Most of this trail is over packed earth, which is satisfactory, except following rain. The 4.5+ miles through Biddeford are poorly marked (download a map) and often hazardous. Scarborough marsh is beautiful and the rest of the trail is pleasant, often scenic. I rode the entire trail north one day and south the next. If I were to do it again, I would cut it into two smaller trails, and avoid Biddeford.

Sawyer River Trail / Sawyer River Road

have a great weekend

October, 2018 by mikerzasa22

It's was a very cool weekend with the boys only see them 2 to 3 times a year ,getting older and family but always look forward to the next adventure, nice view of sawyer pond great big fire pit in front of the lean- to ,about a 2 1\2 hours to get to camp ,one place you should put on your to do list

Goffstown Rail Trail

Great trail But !

September, 2018 by lynnelarochelle

Beautiful trail nice even gravel and sand walkway but WAY WAY WAY too much broken glass along the trail someone didn’t want dogs on the trail !!!

Methuen Rail Trail

Newly Paved

September, 2018 by minion450

Project is just about done. parking lot at the depot still being worked on but from Lawrence to Salem NH all paved. southern portion of the trail still a little trashy off the trail but major improvement to say the least.

Rockingham Recreational Rail Trail (Portsmouth Branch)

A difficult start, a great finish

September, 2018 by robert.richter89

I started at the Massabesic Lake trailhead which offered plenty of parking as well as a beautiful start to my ride. There were no mile markers or any history signs on the trail so mileage is difficult to track. The first four to five miles of my ride were very rough with large rocks strewn all over the trail and three tunnels underneath roadways. The rocks in this section are all very well marked by orange spray paint, I just had to take my time on my hybrid bike. A hybrid bike will do just fine on the trail but a mountain bike would offer more confidence in this section.

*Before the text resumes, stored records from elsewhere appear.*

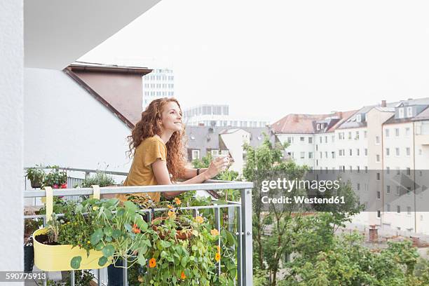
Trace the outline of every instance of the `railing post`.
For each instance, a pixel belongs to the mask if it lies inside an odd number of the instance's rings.
[[[241,189],[241,224],[243,231],[241,250],[243,285],[252,286],[252,189]]]

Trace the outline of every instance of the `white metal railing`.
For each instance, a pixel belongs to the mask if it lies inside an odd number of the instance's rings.
[[[66,170],[66,168],[60,168]],[[67,170],[73,171],[85,172],[86,175],[90,172],[95,172],[94,170],[86,169],[72,169]],[[118,172],[109,172],[109,174],[126,175],[127,173]],[[157,185],[157,186],[107,186],[100,188],[101,194],[118,194],[118,193],[152,193],[152,192],[166,192],[177,191],[193,191],[193,190],[225,190],[225,189],[239,189],[240,190],[241,197],[240,202],[226,201],[226,204],[203,205],[198,207],[183,207],[181,210],[192,210],[195,215],[198,214],[198,210],[213,209],[214,210],[215,225],[220,232],[220,209],[233,208],[236,210],[237,214],[237,229],[236,233],[237,236],[237,271],[238,271],[238,285],[252,286],[252,189],[254,184],[249,182],[226,182],[208,180],[204,184],[172,184],[172,185]],[[93,189],[92,188],[80,189],[60,189],[53,190],[54,196],[85,196],[92,195]],[[25,198],[41,198],[46,196],[44,190],[25,191]],[[155,211],[166,210],[166,208],[157,208]],[[151,213],[149,210],[148,212],[149,219]],[[46,216],[41,215],[27,215],[25,219],[41,217],[46,222]],[[220,273],[220,264],[219,269]],[[100,271],[97,271],[97,277],[100,280]],[[48,276],[48,275],[46,275]],[[123,268],[123,282],[124,285],[128,285],[127,268]],[[74,271],[72,271],[71,275],[72,285],[74,285]],[[46,285],[47,278],[43,281],[43,285]],[[100,283],[101,284],[101,283]]]

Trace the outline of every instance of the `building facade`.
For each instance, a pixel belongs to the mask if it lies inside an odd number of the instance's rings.
[[[157,98],[175,96],[175,75],[172,69],[156,69],[143,76],[143,110]]]

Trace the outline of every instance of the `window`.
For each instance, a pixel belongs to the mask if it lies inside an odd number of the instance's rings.
[[[398,109],[397,113],[398,113],[398,117],[400,118],[404,118],[404,108],[403,107]]]
[[[407,107],[407,117],[413,117],[413,108],[411,107]]]
[[[200,158],[200,150],[192,150],[192,160]]]

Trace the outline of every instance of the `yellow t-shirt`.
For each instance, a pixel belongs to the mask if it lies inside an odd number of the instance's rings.
[[[128,176],[123,182],[123,186],[154,186],[158,182],[154,175],[151,164],[158,158],[167,161],[167,147],[158,136],[146,138],[135,149],[134,159],[128,172]],[[135,196],[142,196],[144,193],[135,193]],[[160,192],[147,193],[151,198],[158,202]],[[116,195],[121,200],[126,200],[125,194]]]

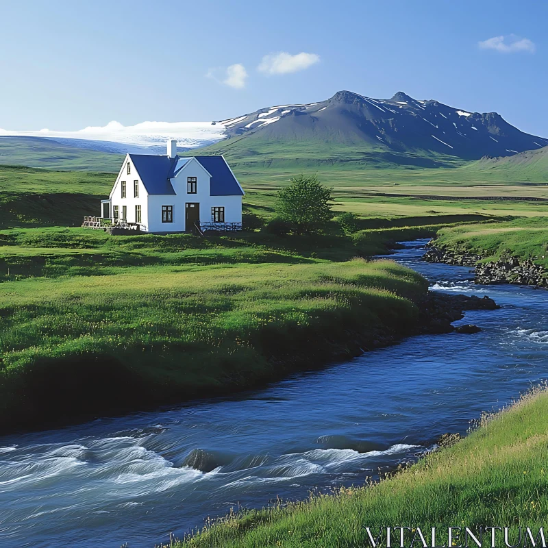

After this first section of trail I found the rest of the trail to offer beautiful scenery as well as a much smoother ride. There are a fair share of road crossings but all but two are very quiet roads that had very little traffic. Raymond offers the perfect mid-trail stop to take pictures as well as a place to get food. Epping also offers more places to get refreshments. The last stretch of the trail from Epping to Newfields was my favorite part of the trail and offered an easy finish to my ride.

Eastern Trail

Variety is king on this trail

September, 2018 by robert.richter89

I rode the entire trail starting at Bug Light Park in South Portland and ending at Kennebunk; roughly 30 miles each way. I knew about the on road gaps and found them to be a positive as it added variety to the trail. The on road sections are fairly well marked and I only had an issue finding my way through Biddeford. The shoulders are very wide and I must say I found Maine drivers to be very courteous to me at every road crossing.

The off road sections of the trail are very well marked, shaded and very flat. I rode through forests and marshes and around residential neighborhoods. There is a fundraising effort to close one of the on road gaps on this trail. If that gap is closed I would give this trail five stars. I still highly recommend this trail as you can have a nice ride no matter what section you chose to ride.